Nas crônicas, também sua busca da palavra que vai além de si mesma dá uma dimensão diferente aos casos que narra e às figuras que descreve. Como a de Estefânia, que surge viva de suas páginas. Numa delas, mostra que a falta de um espaço pode levar uma pessoa a "vaiar" Roma, quando sugere que a frase "Quem tem boca vai a Roma" pode ser também usada assim: "Quem tem boca vaia Roma".


Em prefácio que escreveu para o livro de Tácito Naves Sanglard, acentua Marcos Vinicios Vilaça: "Síntese dessa visão ampla no tempo e no espaço é a aproximação entre duas citações feitas pelo autor, dois pensamentos sobre um dos assuntos que ele mais retoma, o trabalho, essa coisa que se, por um lado, representa todo o esforço humano em mudar a natureza e a própria vida, por outro é lembrada por alguns como a maldição do Gênesis, onde parte do castigo de Adão seria passar a ganhar seu sustento com o suor de seu rosto.


Dando uma resposta às duas visões, e unindo para tanto dois pensamentos muito afastados no tempo e no espaço, Sanglard cita a simples e cristalina frase de Amador Aguiar, "só o trabalho pode produzir riquezas", bem perto da fascinante máxima confuciana de que basta você escolher "um trabalho que você ame e não terá que trabalhar um único dia em sua vida". Em "Palavra contida", em suma, o leitor encontrará as mais variadas reflexões de um homem para quem, como para Terêncio, nada do que é humano é estranho."


Nenhum outro assunto supera o da palavra na avaliação de um escrito.
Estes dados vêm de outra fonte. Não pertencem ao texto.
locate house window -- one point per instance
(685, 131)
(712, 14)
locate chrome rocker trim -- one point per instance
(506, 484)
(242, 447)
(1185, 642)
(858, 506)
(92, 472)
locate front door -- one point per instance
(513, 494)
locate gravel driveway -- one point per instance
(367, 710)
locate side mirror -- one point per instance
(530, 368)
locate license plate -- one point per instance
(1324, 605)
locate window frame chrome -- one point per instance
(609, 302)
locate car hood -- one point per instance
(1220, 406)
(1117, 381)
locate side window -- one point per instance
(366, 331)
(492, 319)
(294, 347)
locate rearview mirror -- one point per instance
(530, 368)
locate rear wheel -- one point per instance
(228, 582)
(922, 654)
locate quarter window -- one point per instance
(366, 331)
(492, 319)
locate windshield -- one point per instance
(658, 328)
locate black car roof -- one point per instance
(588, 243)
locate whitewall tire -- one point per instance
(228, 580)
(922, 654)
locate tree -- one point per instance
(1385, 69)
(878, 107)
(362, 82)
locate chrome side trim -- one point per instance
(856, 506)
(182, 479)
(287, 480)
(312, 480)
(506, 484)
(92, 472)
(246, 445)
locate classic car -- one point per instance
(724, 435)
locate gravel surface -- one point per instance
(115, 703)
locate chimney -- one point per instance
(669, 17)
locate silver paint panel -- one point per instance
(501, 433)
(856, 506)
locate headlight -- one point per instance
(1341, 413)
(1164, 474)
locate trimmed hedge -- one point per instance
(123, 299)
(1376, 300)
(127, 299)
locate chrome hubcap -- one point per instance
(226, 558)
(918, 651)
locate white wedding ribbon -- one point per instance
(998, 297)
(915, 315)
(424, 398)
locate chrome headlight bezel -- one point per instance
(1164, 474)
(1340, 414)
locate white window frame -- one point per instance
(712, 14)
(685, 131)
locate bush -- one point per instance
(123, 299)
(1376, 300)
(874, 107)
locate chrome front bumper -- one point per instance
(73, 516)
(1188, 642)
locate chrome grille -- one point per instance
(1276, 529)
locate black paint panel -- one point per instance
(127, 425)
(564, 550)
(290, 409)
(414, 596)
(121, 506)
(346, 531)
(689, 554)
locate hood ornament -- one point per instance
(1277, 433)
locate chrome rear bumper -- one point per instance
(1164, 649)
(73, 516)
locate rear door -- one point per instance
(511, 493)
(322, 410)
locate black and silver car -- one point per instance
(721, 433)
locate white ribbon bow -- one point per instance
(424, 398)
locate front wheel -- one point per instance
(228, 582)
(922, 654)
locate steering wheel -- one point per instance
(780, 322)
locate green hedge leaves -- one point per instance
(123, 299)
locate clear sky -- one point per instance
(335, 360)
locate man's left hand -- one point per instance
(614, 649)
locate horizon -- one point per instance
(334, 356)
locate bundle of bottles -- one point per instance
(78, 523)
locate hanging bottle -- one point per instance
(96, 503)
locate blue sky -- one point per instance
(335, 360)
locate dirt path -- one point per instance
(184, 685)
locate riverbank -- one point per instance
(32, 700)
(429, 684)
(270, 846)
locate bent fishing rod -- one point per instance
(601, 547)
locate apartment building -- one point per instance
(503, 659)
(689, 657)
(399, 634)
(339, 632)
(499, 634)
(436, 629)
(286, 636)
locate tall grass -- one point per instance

Quando analistas ingleses contaram o número de palavras usadas por Shakespeare em suas obras (perto de 10 mil) tinham razão em apresentar esse resultado como prova de superioridade.


Essa tendência para o cultivo da palavra seria suficiente para chamar atenção dos leitores para a "Palavra contida". "Palavra contida: (outras crônicas, algumas poesias)", de Tácito Naves Sanglard é lançamento da Forense Universitária, capa de Mello & Mayer e editoração eletrônica de Rio Texto.